Piedmont is often described as the ‘Burgundy’ of Italy, a reputation due to its many small-scale, family wineries and a focus on quality which sometimes borders on obsession. What Burgundy does with Pinot Noir, Piedmont does with Nebbiolo – not the region’s most widely planted grape, but the one which has made the largest contribution to the quality and reputation of its wine. Nebbiolo grapes are behind four of Piedmont’s DOCGs: Barolo and Barbaresco (two of Italy’s finest reds), Roero and Gattinara. Nebbiolo wines are known for their ‘tar and roses’ bouquet, and the pronounced tannins which can make them unapproachable in their youth but underwrite their excellent cellaring potential. The grape is known as Spanna in the north and east of Piedmont, and is used in at least ten local DOCs including Carema, Fara and Nebbiolo d’Alba.

Barbera, a dark-skinned variety from the Monferrato hills, is Piedmont’s workhorse grape and the region’s most widely planted variety. It is long been used to make everyday wines under a number of DOC titles, but is now behind a growing number of superlative wines. Piedmont’s best Barberas are sold under the Barbera del Monferrato, Barbera d’Asti or Barbera d’Alba titles. These are classically Italian in style: tangy, sour-cherry-scented reds with good acidity and moderate complexity. Less astringently tannic than their Nebbiolo-based counterparts, Barbera wines are enjoyable (and marketable) within just a year or two of vintage, giving them a competitive edge in today’s fast-paced, impatient wine market. This has made Barbera popular with both wineries and consumers.

The third red grape of Piedmont is Dolcetto. It has several DOCs devoted exclusively to it: Dolcettos d’Alba, d’Acqui and di Ovada are the top three. Although its name means ‘little sweet one’, Dolcetto is usually used to make dry red wines with an appetizing, gently bitter finish. Unfortunately, the care and attention lavished on Nebbiolo and Barbera too often leave their poor cousin Dolcetto lacking refinement and complexity.

Brachetto is also worthy of mention, not least for its role in the sweet, sparkling reds of the Brachetto d’Acqui DOCG. So too is Freisa, with its broad portfolio of sweet, dry, still and sparkling red wines made in Asti and Chieri.

Although Piedmont is known as a red-wine region, it produces several well regarded white wine styles. The most obvious (in every sense) are crowd-pleasing Moscato d’Asti and its less-ambitious cousin Asti Spumante.
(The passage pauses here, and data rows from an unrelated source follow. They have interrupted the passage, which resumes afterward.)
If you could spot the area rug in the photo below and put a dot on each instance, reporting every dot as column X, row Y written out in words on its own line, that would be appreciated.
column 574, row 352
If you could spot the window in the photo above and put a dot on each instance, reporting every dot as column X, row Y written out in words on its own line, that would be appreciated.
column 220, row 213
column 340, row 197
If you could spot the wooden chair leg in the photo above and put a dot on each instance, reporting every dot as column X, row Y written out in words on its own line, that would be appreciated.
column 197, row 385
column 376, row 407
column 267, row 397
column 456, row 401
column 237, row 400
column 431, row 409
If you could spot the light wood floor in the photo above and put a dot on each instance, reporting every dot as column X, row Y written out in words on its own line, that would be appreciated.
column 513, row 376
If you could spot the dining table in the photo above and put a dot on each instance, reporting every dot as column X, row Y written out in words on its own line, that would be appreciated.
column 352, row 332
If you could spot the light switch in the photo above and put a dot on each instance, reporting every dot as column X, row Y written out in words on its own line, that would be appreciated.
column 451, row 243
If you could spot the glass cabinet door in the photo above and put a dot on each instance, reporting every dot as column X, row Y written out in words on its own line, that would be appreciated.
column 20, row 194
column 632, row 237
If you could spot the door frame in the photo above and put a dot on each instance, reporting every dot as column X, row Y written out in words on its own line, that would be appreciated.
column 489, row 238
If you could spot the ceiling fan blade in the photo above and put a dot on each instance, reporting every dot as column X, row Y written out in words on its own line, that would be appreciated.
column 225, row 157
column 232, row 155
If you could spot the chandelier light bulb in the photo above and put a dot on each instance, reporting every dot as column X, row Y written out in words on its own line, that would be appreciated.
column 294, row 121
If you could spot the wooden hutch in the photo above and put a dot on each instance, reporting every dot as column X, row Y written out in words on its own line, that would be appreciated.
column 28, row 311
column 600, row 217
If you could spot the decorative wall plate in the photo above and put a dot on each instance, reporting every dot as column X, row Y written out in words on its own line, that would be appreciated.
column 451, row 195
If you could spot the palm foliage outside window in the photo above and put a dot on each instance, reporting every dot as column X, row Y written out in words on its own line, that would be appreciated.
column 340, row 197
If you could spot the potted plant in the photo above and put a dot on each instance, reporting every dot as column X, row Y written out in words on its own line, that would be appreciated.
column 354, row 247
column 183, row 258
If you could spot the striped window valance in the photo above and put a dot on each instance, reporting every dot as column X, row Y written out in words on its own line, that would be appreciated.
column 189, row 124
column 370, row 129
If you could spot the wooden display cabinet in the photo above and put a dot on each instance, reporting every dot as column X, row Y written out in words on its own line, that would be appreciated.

Both of these are made from Moscato grapes grown around the town of Asti, but there is a key distinction: Moscato d’Asti is sweeter, more lightly sparkling and generally of higher quality.

Much less frivolous than the sparkling whites of Asti is Gavi, the Piedmont white of the connoisseur. This is made from Cortese, a variety which struggles to produce wines of any aromatic complexity anywhere else, and is now facing serious competition from the alluringly aromatic Arneis. Although not as prestigious as the whites above, Arneis, the best of which comes from Roero, is increasingly popular for its delicate, exotic perfume. A final white worthy of mention is local obscurity Erbaluce (of Erbaluce di Caluso), which has naturally benefitted from the 300% increase in Piedmont’s white-wine production over the past three decades.

With more DOCGs and DOCs than any other Italian region, and about 40% of its wine produced at DOC/G level, Piedmont is challenged only by Veneto and Tuscany for the top spot among Italian wine regions. It is a region which has identified its star grapes, while continuing to experiment with new varieties in the background. Viognier has been trialed by at least one well-respected winery, and the ever-successful Chardonnay is also present in many Piedmont vineyards. Although secure for now, over the next decade Piedmont will be exposed to increasing competition from other Italian wine regions seeking to usurp its crown.